During a recent edit for a video feature about Silent Hill f, I had to source some gameplay for Silent Hill 4: The Room. I remember playing The Room on the original Xbox at an ex-girlfriend’s house back when it released, but for some reason I never completed it. I’ve long since lost my original copy, but looking back at that footage inspired me to pick it up on GOG and give it another spin.

And you know what, I love the first-person stuff in room 302. It’s kind of a proto-P.T. with its slight, sometimes unnoticeable changes every time you return to the room, which adds more mystery to the experience. There’s some really neat touches too, like looking out of the window to see neighbours going about their business, through the windows of their homes across the street, or seeing handprints appear on the wall outside your room every time someone meets a tragic end.

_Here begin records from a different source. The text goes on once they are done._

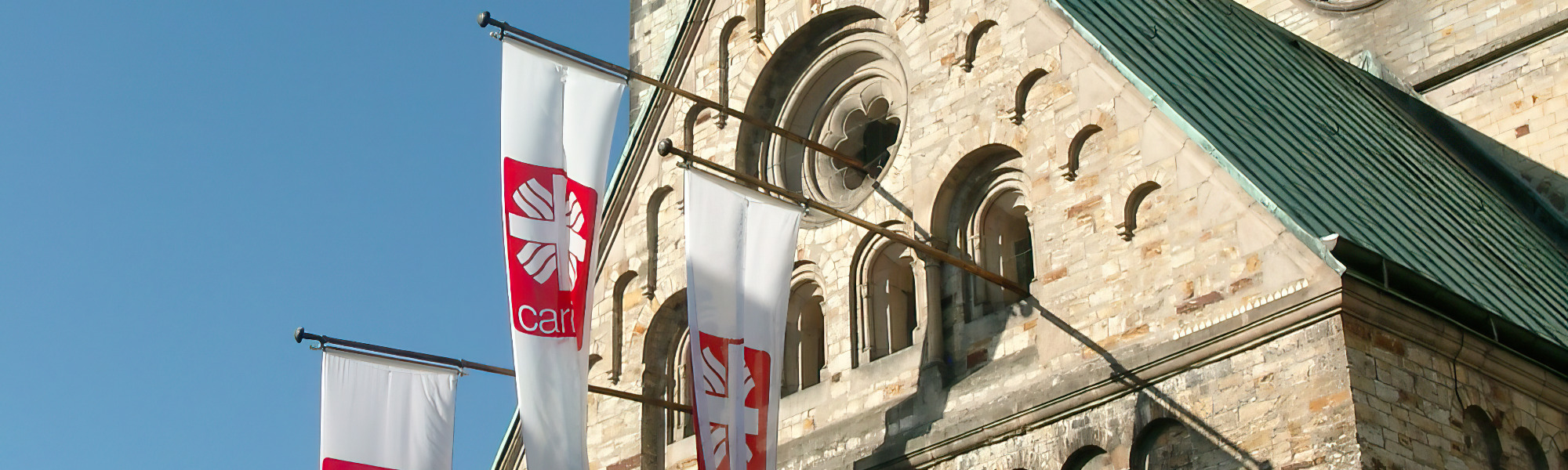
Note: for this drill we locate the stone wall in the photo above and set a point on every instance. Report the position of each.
(1414, 378)
(1520, 101)
(1205, 262)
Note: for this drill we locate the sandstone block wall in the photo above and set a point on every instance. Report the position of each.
(1205, 262)
(1520, 101)
(1412, 388)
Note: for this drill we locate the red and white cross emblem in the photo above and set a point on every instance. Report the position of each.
(717, 392)
(550, 228)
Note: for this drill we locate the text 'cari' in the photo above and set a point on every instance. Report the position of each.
(546, 322)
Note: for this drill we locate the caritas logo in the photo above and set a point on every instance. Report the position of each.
(749, 428)
(550, 228)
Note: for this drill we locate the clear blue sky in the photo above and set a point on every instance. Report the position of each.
(183, 184)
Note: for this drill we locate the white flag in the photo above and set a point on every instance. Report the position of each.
(382, 414)
(556, 126)
(741, 251)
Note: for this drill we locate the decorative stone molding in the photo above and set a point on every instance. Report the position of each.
(849, 93)
(1345, 5)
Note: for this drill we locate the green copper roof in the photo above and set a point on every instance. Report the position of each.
(1337, 151)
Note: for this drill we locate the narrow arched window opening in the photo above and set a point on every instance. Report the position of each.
(666, 377)
(725, 52)
(891, 314)
(973, 43)
(1481, 449)
(1530, 450)
(1022, 98)
(805, 345)
(1089, 458)
(1167, 444)
(653, 222)
(680, 425)
(1006, 247)
(1076, 151)
(1130, 219)
(619, 324)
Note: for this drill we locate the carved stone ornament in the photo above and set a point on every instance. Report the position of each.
(1345, 5)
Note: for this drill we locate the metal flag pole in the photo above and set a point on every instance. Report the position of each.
(302, 336)
(667, 148)
(550, 46)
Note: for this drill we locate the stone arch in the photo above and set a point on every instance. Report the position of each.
(758, 21)
(1528, 450)
(724, 63)
(885, 313)
(973, 43)
(1022, 96)
(1167, 444)
(1087, 458)
(666, 358)
(841, 82)
(619, 324)
(1076, 151)
(987, 184)
(652, 219)
(1130, 212)
(1483, 449)
(695, 118)
(805, 336)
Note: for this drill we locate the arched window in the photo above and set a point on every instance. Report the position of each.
(667, 356)
(619, 324)
(1089, 458)
(655, 242)
(982, 209)
(1006, 247)
(680, 425)
(1130, 217)
(890, 302)
(1528, 452)
(805, 349)
(1167, 444)
(1483, 450)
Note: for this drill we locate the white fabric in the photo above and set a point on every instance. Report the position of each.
(387, 414)
(559, 117)
(741, 251)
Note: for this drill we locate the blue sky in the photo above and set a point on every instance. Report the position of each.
(186, 184)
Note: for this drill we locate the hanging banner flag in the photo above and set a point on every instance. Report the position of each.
(741, 251)
(385, 414)
(556, 126)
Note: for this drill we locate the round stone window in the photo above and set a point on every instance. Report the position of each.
(851, 98)
(862, 125)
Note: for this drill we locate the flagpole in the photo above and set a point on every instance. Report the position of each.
(302, 336)
(666, 148)
(553, 48)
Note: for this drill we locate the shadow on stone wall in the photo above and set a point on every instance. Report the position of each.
(1169, 435)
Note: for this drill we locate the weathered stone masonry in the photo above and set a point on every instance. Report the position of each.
(1208, 336)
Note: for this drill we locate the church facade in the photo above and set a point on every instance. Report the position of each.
(1243, 248)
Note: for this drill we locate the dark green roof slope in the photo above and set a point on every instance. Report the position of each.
(1334, 151)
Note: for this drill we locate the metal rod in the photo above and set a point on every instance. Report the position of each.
(302, 336)
(666, 148)
(487, 21)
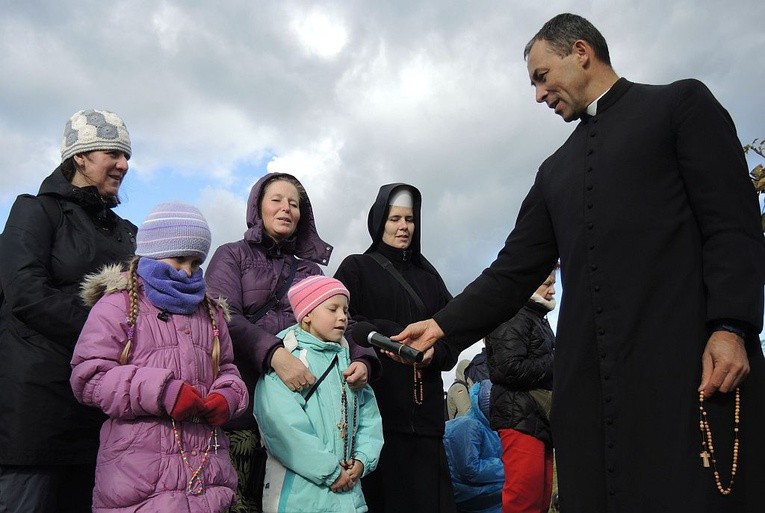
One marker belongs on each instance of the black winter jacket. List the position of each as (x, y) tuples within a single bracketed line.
[(520, 356), (48, 245)]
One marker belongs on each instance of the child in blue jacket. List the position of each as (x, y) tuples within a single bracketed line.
[(324, 437), (474, 452)]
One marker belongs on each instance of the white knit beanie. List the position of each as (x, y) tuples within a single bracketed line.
[(89, 130)]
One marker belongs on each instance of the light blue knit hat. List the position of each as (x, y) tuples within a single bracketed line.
[(174, 229)]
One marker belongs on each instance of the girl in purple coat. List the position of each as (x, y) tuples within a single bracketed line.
[(155, 355)]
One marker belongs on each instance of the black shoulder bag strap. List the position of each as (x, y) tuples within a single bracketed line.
[(321, 378), (278, 294), (388, 266)]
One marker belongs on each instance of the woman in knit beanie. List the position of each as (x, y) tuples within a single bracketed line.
[(165, 376), (50, 241)]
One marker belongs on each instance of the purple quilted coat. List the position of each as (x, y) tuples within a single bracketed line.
[(139, 464), (248, 272)]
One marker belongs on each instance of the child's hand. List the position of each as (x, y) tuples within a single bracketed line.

The Otherworld stuff is definitely on the weaker side of the Silent Hill spectrum though, demonstrated in both its repetitive level design and the fact the game is full of bizarre stock sound effects that really don’t fit the atmosphere. Special shout-out to the nurse monsters that emit echoing Homer Simpson burps every time you hit them.

Despite its flaws, I love that The Room is doing something a bit different. I’m about five hours in and determined to see it through to the end, mainly to finally finish what I started 20+ years ago. But also because I severely doubt this one will get a Bloober remake!

-Ian

Warhammer 40,000: Dawn of War – Definitive Edition, PC

I picked up this returning classic yesterday after work and am, so far, a very happy chap. I remember being a teenager and blasting through Dark Crusade on my friends PC, so seeing a lot of those old models reworked with shiny new graphics, in a proper resolution, has been wonderful.

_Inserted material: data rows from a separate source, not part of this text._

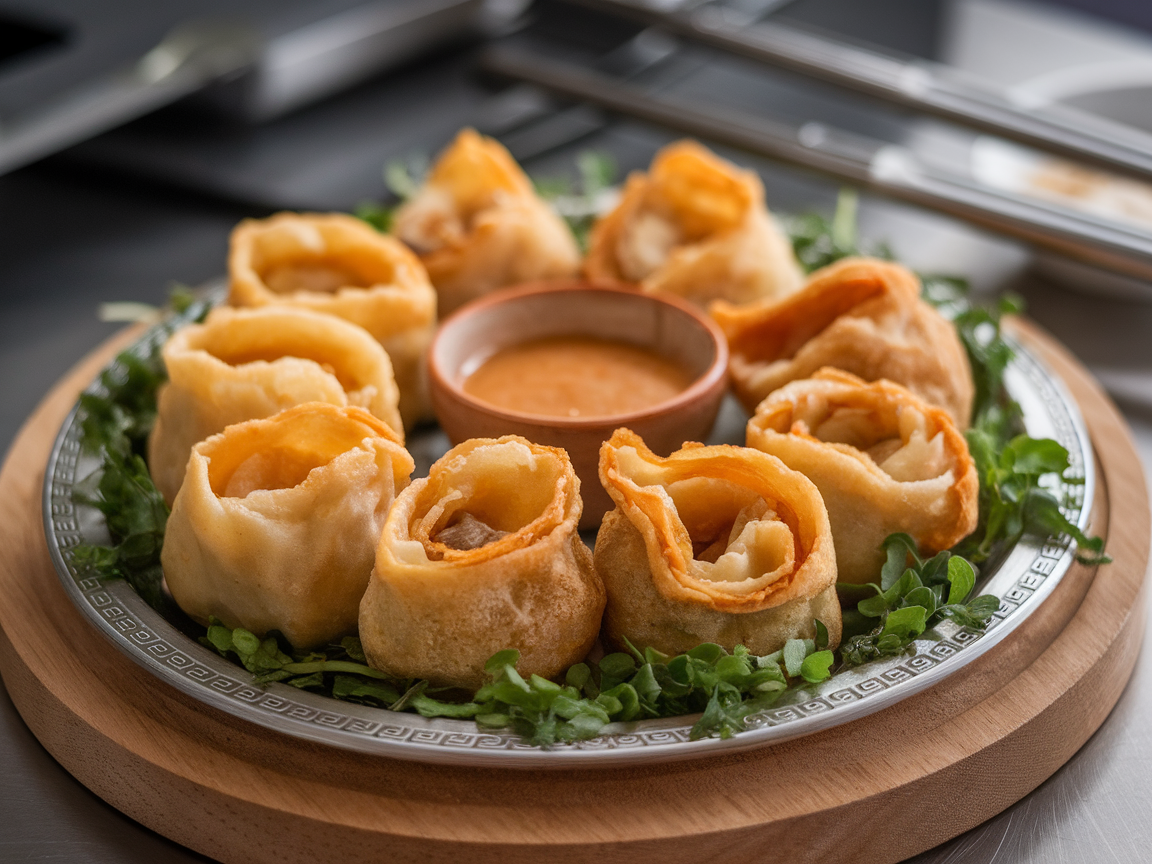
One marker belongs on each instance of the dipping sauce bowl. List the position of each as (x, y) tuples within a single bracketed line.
[(553, 309)]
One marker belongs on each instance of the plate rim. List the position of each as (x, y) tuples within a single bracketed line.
[(113, 607)]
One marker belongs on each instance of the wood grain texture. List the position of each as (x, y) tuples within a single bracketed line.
[(878, 789)]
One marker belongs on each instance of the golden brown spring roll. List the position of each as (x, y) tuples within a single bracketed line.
[(336, 264), (251, 363), (478, 225), (483, 555), (695, 226), (861, 315), (277, 522), (884, 460), (712, 544)]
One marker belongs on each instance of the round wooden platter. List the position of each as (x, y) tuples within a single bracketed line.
[(878, 789)]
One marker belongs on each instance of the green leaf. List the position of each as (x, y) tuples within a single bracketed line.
[(897, 548), (961, 578), (795, 651), (906, 623), (821, 635), (499, 660), (817, 667)]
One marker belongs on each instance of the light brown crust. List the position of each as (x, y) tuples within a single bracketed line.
[(861, 315), (478, 225), (336, 264), (439, 613), (275, 524), (659, 592), (726, 245), (865, 502), (243, 364)]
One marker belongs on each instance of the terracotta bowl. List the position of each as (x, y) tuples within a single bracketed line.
[(573, 308)]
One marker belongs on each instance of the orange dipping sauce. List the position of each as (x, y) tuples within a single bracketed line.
[(576, 377)]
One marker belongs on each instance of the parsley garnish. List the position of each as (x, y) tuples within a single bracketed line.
[(880, 620)]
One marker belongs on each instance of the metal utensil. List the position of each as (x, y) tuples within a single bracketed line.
[(888, 168), (915, 83)]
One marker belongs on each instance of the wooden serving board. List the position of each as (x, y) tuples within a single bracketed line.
[(878, 789)]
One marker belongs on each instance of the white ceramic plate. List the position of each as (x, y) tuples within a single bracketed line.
[(1022, 582)]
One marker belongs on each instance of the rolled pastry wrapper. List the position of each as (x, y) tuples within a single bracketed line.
[(861, 315), (483, 555), (712, 544), (884, 460), (478, 225), (251, 363), (695, 226), (336, 264), (277, 522)]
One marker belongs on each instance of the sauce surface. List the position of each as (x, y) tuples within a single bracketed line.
[(576, 377)]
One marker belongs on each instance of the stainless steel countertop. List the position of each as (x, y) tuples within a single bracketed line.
[(73, 235)]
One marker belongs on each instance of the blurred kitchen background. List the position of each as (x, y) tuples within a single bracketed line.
[(134, 134)]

I’m not too far through it yet, having only completed the first three missions of the base games’ campaign, but I do reckon this’ll be a game I’ll chip away at over the next few months. Special shout out to the legendarily horrible yell during the game’s opening cinematic, a relic of the original game the folks at Relic Entertainment could have justifiably removed. It’s a proper AAARGH, one of the all time greats. Also, Chaos Space Marines forever.

-Connor

Tiny Bookshop, PC

Tiny Bookshop has been sitting at the back of my mind ever since I played the demo way back at EGX 2022. Yet, the more I longed for its release, the more a worry grew inside of me – would I enjoy the full game as much as I loved the demo?

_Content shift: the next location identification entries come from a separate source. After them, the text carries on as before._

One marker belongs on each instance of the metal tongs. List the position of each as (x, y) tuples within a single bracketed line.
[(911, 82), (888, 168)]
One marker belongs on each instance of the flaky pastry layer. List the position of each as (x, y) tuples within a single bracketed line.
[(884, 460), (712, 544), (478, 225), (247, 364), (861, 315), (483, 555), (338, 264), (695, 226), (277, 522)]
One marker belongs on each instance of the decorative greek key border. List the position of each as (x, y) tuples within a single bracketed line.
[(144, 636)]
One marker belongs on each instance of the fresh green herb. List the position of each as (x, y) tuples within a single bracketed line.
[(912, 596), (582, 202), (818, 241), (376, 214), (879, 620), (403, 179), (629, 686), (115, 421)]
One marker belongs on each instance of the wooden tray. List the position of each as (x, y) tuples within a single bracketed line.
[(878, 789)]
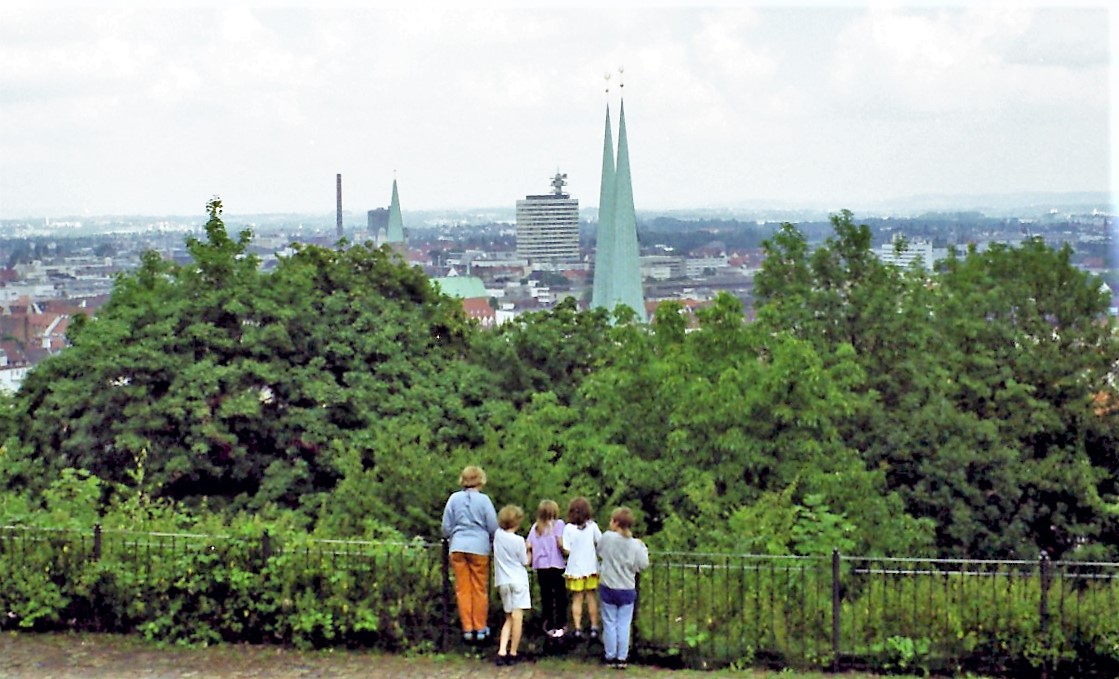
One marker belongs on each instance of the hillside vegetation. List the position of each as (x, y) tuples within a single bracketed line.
[(968, 411)]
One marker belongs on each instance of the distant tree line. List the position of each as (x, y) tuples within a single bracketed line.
[(969, 411)]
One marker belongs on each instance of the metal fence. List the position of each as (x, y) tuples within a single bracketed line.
[(1012, 618)]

Thankfully, the answer is a resounding yes. I’ve easily become completely absorbed in the world of Bookstonbury. In fact, it’s to the point that some evenings I’ve forgotten I can go outside and read at a real beach rather than sell books in a virtual one. Still, it’s a worthy price to pay if it means I can continue selling books and solving the occasional mystery in my little bookshop wagon. Who knows, maybe I’ll be able to sell this pile of travel books and discover who destroyed the shopmarket mascot at the same time…

-Lottie

Warhammer 40,000: Dawn of War – Definitive Edition, PC

After reading above that Connor is a Chaos Marines guy I had to include this one, if only so I could comment on how appropriate that is. Anyway, it’s an absolute treat of a game – look forward to a thousand-plus more words of waffle to the tune of that from me very soon. Alongside this I’m still chipping away at Pokémon TCG Pocket, and a couple of very, very good things that are under embargo, oooohhhhhh (sorry I realise that’s actually really annoying to do that and not say what it is, promise I won’t make it a habit).